A recent study published by the Clean Air Institute analyzed air pollution in 22 Latin American cities:
- Air Quality in Latin America: An Overview (May 2013; pdf file)
Six Mexican cities were included in the study: Mexico City, Guadalajara, Monterrey, Puebla, Ciudad Juárez and León. However, only limited data were available for Puebla, Cd. Juárez and León. One of the main conclusions of the study is that Mexico has about the worst urban air pollution in Latin America. It is believed to be responsible for about 15,000 deaths in Mexico each year.
The focus was on the following air pollutants:
- Particulate matter is divided into two measures; particles less 2.5 microns in diameter (PM2.5) and those less than 10 microns (PM10). PM2.5 pollution is extremely harmful because it penetrates deep into lungs causing inflammation and worsening heart and lung diseases. This can be fatal.
- Ozone is formed in the air when oxides of nitrogen and volatile organic compounds mix with intense sunlight. The very intense sunlight in Mexican cities makes them particularly prone to ozone pollution.
- Nitrogen dioxide (NO2) is caused by high temperature combustion of fossil fuels in vehicles, factories and power plants. It can aggravate lung diseases as well as contribute to ozone and fine particle pollution.
- Sulfur dioxide (SO2), which also comes from burning fossil fuels, contributes to heart and respiratory disease. Unfortunately, not all of the 22 cities had data on all four pollutants. Consequently comparisons among cities are a bit limited.

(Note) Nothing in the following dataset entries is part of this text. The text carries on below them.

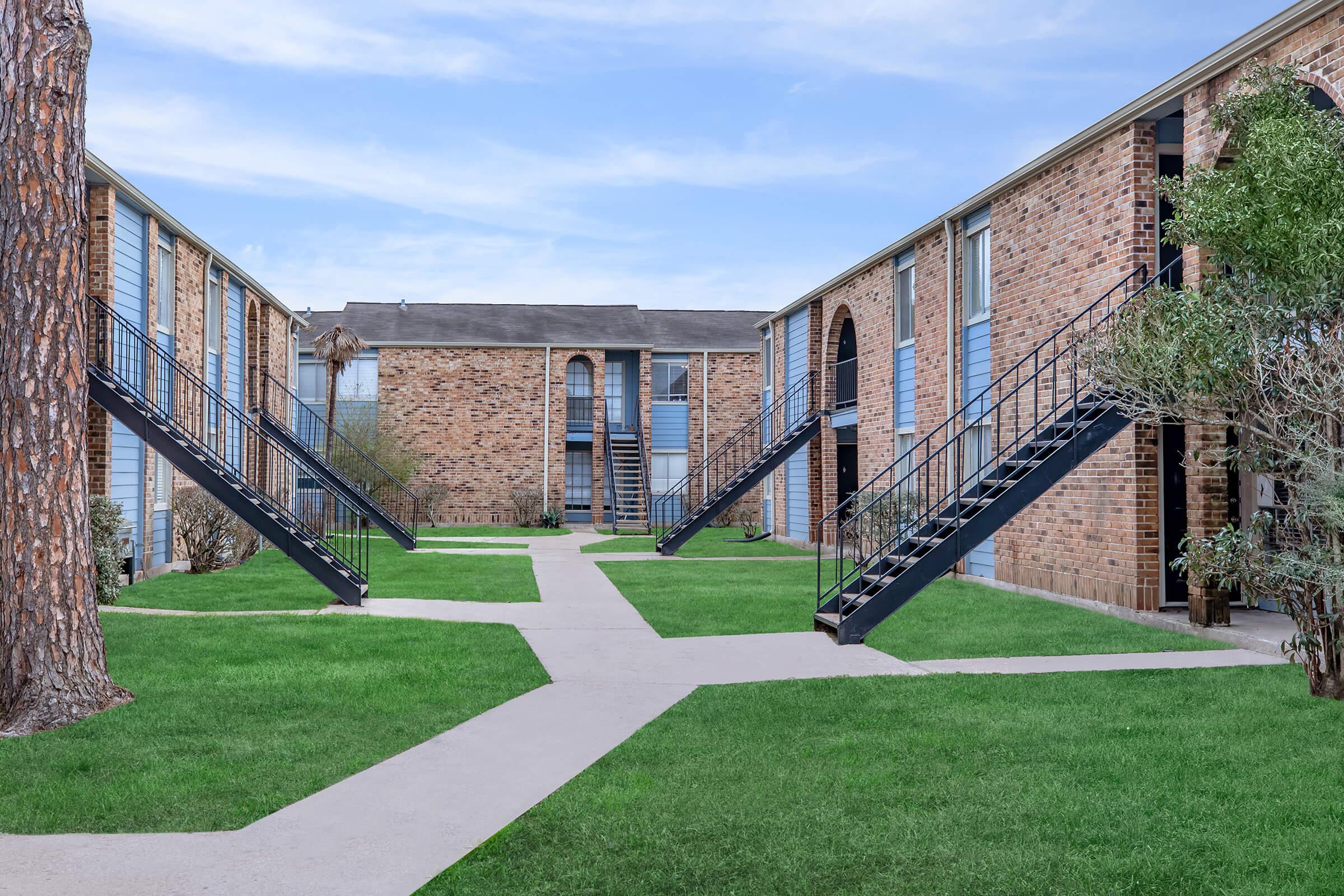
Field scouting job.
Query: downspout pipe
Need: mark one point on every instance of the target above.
(546, 436)
(704, 417)
(949, 230)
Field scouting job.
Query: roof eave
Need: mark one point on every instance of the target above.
(1249, 43)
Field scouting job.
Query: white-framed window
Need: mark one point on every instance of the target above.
(360, 381)
(213, 314)
(578, 480)
(768, 358)
(978, 453)
(163, 483)
(615, 386)
(978, 274)
(167, 287)
(905, 442)
(312, 381)
(666, 470)
(671, 381)
(906, 305)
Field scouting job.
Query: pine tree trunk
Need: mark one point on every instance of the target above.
(53, 667)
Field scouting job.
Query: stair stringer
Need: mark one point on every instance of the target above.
(962, 539)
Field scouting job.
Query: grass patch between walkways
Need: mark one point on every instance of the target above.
(706, 543)
(270, 581)
(948, 620)
(237, 718)
(488, 531)
(1163, 783)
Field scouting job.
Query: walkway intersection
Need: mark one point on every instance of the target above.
(389, 829)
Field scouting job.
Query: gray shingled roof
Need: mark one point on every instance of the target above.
(577, 325)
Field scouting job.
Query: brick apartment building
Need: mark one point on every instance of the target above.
(503, 396)
(200, 311)
(931, 320)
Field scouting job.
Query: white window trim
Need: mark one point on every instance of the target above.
(172, 254)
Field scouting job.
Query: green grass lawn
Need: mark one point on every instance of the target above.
(236, 718)
(270, 581)
(1156, 783)
(706, 543)
(948, 620)
(495, 531)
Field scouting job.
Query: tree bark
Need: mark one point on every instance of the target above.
(53, 664)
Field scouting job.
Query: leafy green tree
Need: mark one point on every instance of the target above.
(1258, 347)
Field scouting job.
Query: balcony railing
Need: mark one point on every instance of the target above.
(843, 385)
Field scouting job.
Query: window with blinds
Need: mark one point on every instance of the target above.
(671, 381)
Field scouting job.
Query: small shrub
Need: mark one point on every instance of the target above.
(105, 520)
(432, 499)
(528, 506)
(242, 542)
(205, 527)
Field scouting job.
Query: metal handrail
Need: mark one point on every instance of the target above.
(741, 450)
(338, 453)
(268, 473)
(939, 481)
(644, 465)
(843, 385)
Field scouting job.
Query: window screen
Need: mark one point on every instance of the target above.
(906, 304)
(671, 382)
(978, 274)
(167, 280)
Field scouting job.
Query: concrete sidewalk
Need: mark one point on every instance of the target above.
(389, 829)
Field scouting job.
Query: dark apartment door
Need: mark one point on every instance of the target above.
(1175, 519)
(847, 470)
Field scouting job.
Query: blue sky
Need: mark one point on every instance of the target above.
(675, 153)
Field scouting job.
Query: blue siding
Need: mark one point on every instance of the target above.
(236, 346)
(129, 285)
(671, 428)
(796, 468)
(906, 388)
(163, 536)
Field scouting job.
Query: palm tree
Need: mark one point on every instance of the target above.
(338, 347)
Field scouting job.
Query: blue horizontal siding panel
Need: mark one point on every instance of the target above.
(982, 559)
(976, 354)
(796, 468)
(906, 388)
(163, 536)
(671, 428)
(976, 218)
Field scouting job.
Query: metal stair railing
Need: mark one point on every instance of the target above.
(750, 445)
(338, 453)
(918, 497)
(182, 405)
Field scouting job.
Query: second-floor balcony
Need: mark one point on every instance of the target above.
(578, 413)
(844, 385)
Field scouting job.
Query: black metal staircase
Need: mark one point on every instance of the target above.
(627, 477)
(276, 491)
(342, 465)
(975, 472)
(738, 464)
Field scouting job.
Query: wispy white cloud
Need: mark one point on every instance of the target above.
(176, 136)
(297, 34)
(326, 270)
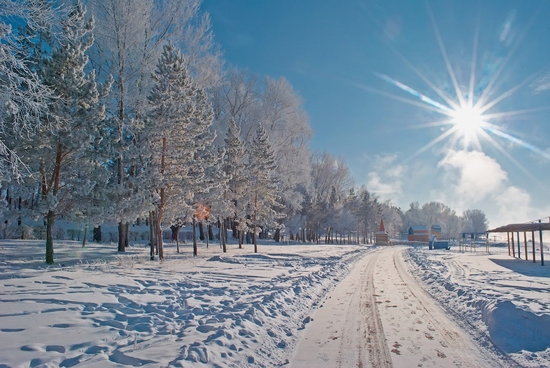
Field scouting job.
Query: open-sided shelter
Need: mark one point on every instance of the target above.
(516, 229)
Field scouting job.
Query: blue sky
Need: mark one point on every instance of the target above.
(380, 78)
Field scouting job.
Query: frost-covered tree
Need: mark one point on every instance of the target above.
(69, 156)
(179, 132)
(287, 125)
(263, 194)
(23, 96)
(238, 184)
(368, 213)
(130, 38)
(248, 99)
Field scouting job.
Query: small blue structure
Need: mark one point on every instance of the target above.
(438, 244)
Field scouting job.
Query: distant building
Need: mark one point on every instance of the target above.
(381, 237)
(418, 233)
(436, 231)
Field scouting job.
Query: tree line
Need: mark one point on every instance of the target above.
(118, 111)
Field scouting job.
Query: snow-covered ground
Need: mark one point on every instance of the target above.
(97, 308)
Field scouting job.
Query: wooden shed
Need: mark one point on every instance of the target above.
(418, 233)
(381, 237)
(436, 231)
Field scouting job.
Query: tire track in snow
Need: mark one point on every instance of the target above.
(431, 337)
(377, 348)
(346, 330)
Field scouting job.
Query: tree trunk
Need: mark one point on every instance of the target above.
(201, 231)
(176, 236)
(210, 232)
(254, 220)
(50, 219)
(97, 234)
(151, 236)
(123, 228)
(158, 233)
(195, 249)
(85, 235)
(223, 236)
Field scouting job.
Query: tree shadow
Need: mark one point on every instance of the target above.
(527, 268)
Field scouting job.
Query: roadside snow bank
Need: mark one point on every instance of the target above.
(503, 302)
(98, 308)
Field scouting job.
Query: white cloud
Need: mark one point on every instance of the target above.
(471, 175)
(471, 179)
(386, 181)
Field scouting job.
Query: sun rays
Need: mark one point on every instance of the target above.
(470, 113)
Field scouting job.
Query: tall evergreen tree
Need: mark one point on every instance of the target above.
(263, 196)
(235, 161)
(68, 156)
(23, 96)
(179, 132)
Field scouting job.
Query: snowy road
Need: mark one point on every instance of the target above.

According to the study, Mexican cities had some of the worst urban particulate pollution in Latin America, significantly above WHO standards. Of the 16 cities with data, Monterrey had by far the worst PM10 pollution with 85.9 micrograms per cubic meter (ug/m3); considerably worse than the perennially dusty Lima with 62.2 ug/m3. Guadalajara came second with 70.1 ug/m3, Mexico City was 6th with 57.0 ug/m3, and León placed 11th with 39.0 ug/m3, even worse than Sao Paulo at 36.5 ug/m3. Though not in the study, Mexicali has worse PM10 pollution than Monterrey. Also Monterrey’s PM10 levels are much better than many major world cities including Cairo, Delhi, Kolkata, Beijing, Chengdu, Bangalore, Shanghai, Dacca, Jakarta, and Karachi.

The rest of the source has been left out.